In apnea
Era il 12 maggio. In lontananza il suono di campane a festa mi teneva compagnia e i drappeggi posizionati sui balconi in segno di devozione donavano colore alle strade anonime e semideserte. Il paese era in fermento. Di lì a poco il Santo Patrono sarebbe uscito dalla cattedrale, portandosi dietro uno stuolo ingombrante di fedeli che, a piedi scalzi, avrebbe attraversato vie e vicoletti per chiedere la grazia e pregare per la redenzione dei peccati.
Si respirava un’aria gioiosa. Dentro io mi sentivo morire.
Da qualche mese il mio corpo era diventato schiavo di una paura invalidante. Tremavo, ansimavo per la forte tachicardia, fuggivo da luoghi affollati per timore di svenire.

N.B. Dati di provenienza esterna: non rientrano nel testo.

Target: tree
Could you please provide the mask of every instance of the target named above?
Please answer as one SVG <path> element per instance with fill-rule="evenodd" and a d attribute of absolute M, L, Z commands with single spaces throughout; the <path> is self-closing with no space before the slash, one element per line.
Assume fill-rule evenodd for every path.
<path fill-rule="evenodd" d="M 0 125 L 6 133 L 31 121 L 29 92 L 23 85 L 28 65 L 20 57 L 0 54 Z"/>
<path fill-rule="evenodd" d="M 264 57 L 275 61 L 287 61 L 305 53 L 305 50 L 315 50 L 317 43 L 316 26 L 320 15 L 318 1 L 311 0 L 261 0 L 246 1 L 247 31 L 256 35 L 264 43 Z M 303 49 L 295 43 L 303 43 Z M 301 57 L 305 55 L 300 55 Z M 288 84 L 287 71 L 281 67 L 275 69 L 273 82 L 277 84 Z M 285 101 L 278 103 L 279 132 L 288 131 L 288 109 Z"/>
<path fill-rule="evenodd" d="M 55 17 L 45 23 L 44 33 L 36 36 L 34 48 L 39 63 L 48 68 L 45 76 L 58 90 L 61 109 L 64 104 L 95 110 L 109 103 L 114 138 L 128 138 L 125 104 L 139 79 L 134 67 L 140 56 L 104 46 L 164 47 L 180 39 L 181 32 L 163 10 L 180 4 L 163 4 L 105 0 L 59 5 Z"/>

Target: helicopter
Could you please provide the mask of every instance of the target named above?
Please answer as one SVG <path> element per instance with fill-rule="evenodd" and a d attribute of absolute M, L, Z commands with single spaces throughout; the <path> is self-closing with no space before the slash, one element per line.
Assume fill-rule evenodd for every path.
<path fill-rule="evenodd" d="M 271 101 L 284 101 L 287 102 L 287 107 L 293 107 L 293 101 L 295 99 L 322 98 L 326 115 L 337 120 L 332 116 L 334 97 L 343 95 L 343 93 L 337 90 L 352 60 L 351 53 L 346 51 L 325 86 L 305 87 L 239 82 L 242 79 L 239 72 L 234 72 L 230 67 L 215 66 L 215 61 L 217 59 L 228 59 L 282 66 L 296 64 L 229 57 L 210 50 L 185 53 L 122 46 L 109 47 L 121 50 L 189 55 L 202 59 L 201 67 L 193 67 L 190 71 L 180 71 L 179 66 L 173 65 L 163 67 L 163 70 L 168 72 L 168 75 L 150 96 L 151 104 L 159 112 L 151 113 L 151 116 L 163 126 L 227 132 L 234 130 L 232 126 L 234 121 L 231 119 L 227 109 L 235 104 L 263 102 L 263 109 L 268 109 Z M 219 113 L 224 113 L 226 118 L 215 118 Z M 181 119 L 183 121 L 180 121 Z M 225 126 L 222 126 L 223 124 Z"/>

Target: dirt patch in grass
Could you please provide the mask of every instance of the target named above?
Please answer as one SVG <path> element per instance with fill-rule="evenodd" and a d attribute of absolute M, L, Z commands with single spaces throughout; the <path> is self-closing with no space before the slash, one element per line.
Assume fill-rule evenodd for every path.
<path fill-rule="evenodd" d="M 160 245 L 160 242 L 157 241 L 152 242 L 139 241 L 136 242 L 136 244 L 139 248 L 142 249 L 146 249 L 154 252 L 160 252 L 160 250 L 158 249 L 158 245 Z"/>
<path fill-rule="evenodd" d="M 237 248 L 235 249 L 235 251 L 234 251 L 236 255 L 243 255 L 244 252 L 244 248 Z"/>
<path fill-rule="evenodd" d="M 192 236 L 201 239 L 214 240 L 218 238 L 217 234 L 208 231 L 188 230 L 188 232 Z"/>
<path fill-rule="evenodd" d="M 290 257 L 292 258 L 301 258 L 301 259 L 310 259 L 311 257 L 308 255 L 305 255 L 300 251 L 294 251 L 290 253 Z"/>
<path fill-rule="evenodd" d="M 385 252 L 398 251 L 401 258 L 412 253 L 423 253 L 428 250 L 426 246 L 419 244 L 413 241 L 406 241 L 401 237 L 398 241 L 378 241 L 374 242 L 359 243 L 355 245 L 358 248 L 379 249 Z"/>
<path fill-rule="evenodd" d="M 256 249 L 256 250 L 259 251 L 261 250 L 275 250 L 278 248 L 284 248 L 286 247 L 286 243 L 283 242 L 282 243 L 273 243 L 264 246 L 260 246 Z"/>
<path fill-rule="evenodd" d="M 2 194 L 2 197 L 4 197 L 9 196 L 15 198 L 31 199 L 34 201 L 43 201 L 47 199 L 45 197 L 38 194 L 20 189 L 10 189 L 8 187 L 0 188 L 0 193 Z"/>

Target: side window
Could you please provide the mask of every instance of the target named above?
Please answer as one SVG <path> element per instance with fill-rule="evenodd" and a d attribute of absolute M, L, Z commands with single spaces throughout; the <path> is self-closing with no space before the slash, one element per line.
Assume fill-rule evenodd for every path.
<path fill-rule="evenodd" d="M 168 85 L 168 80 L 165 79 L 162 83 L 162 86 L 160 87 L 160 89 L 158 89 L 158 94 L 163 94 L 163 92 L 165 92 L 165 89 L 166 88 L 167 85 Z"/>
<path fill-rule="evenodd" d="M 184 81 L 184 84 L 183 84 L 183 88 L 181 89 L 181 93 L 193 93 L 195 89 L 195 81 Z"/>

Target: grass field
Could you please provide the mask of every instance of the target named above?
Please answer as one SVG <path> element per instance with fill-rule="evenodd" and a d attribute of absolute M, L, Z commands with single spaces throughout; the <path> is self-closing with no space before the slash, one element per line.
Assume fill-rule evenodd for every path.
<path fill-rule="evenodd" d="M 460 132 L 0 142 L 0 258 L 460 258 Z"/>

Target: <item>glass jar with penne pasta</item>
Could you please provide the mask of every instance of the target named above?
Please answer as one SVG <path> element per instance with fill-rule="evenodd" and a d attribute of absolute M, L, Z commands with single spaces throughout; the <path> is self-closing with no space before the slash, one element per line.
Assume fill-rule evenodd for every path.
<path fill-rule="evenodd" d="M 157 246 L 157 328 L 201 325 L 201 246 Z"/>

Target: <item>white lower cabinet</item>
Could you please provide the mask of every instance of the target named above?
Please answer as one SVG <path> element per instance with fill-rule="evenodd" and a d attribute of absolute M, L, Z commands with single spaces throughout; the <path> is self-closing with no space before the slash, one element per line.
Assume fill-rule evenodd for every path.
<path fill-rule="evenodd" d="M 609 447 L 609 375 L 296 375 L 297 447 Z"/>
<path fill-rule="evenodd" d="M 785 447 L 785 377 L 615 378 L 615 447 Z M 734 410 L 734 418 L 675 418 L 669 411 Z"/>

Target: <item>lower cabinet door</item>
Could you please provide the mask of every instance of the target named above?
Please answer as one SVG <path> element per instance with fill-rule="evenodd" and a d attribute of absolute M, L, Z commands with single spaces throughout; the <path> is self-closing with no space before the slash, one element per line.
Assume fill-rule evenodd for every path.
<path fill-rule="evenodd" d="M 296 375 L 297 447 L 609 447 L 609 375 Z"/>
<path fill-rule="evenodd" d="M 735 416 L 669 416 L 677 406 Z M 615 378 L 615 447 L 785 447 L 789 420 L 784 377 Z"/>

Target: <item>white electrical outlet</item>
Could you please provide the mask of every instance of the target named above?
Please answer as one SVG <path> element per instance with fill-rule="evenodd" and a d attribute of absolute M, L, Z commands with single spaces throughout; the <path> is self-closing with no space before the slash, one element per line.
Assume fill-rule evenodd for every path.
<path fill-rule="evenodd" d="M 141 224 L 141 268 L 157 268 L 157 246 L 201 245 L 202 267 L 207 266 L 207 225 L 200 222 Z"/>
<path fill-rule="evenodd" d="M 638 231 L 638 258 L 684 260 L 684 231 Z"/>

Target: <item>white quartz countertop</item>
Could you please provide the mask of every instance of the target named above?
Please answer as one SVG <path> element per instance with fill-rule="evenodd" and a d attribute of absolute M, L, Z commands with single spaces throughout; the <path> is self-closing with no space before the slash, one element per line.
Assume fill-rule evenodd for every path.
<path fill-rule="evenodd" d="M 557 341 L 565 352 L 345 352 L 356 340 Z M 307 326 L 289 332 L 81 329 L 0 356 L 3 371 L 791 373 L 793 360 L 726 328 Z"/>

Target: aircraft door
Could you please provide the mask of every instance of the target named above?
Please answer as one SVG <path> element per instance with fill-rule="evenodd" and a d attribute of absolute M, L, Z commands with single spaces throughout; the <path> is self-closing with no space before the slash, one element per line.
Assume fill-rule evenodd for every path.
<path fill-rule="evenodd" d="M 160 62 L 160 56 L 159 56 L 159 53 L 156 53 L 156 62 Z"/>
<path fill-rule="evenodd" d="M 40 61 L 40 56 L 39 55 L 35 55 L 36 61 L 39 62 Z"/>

Quando arrivai nello studio della Dott.ssa T. la situazione era già precipitata: avevo perso il controllo senza immaginarne il perché.
In quell’ambiente asettico mi sentivo un’estranea. Seduta su quel divano beige, smorto, cercavo di raccontarle di avere una vita ordinaria, ottimi voti all’università, un fidanzato amorevole, una famiglia premurosa e amici a cui volere bene, e di suggerirle la cura, forse tutto era dovuto allo stress e un calmante e qualche giorno di riposo mi avrebbero fatto bene.
“Trentacinque anni e una vita sbagliata” fu la sua diagnosi. Piansi disperata come quella volta in cui mi dissero che mio fratello era entrato in coma dopo un incidente mortale. Per lo shock quasi svenni.
Tornata a casa non tolsi neanche le scarpe. Mi infilai nel letto, spensi la luce e rimasi immobile per ore. Dovevo scrivere un articolo urgente, ma non ebbi la forza di accendere il computer e stare delle ore su un foglio bianco in attesa di trovare le parole giuste. All’improvviso non m’importava più di niente. Mi addormentai stremata fino a che non fui svegliata dal suono del citofono, così mi alzai e risposi.
Era solo il corriere che doveva consegnare un pacco a una certa signora che abitava nell’interno C. Falso allarme. Allora decisi di mangiare qualcosa, ma il frigorifero era semivuoto: yogurt greco scaduto da una settimana e frutta matura pronta ad ammuffire. Non riuscivo a respirare. Le mie mani sudavano, le gambe mi formicolavano. Camminavano su e giù per tutta la stanza. Non riuscivo più a ritrovare la calma.
Ritornai dalla mia psicologa per raccontarle come avevo vissuto le settimane di assenza. Un incubo era la parola esatta. Seguendo il suo discorso addolcito da parole dal tono fintamente gentile, avrei dovuto scavare dentro me per capire le cause del malessere e così affrontare verità sommerse. Utilizzava una serie di concetti a me estranei: analisi del passato e del presente, flussi di coscienza, riassunto delle mie emozioni, annotazioni su un quadernone, test per comprendere la percentuale d’ansia, patologica e generalizzata o riferita solo a un determinato aspetto della mia vita.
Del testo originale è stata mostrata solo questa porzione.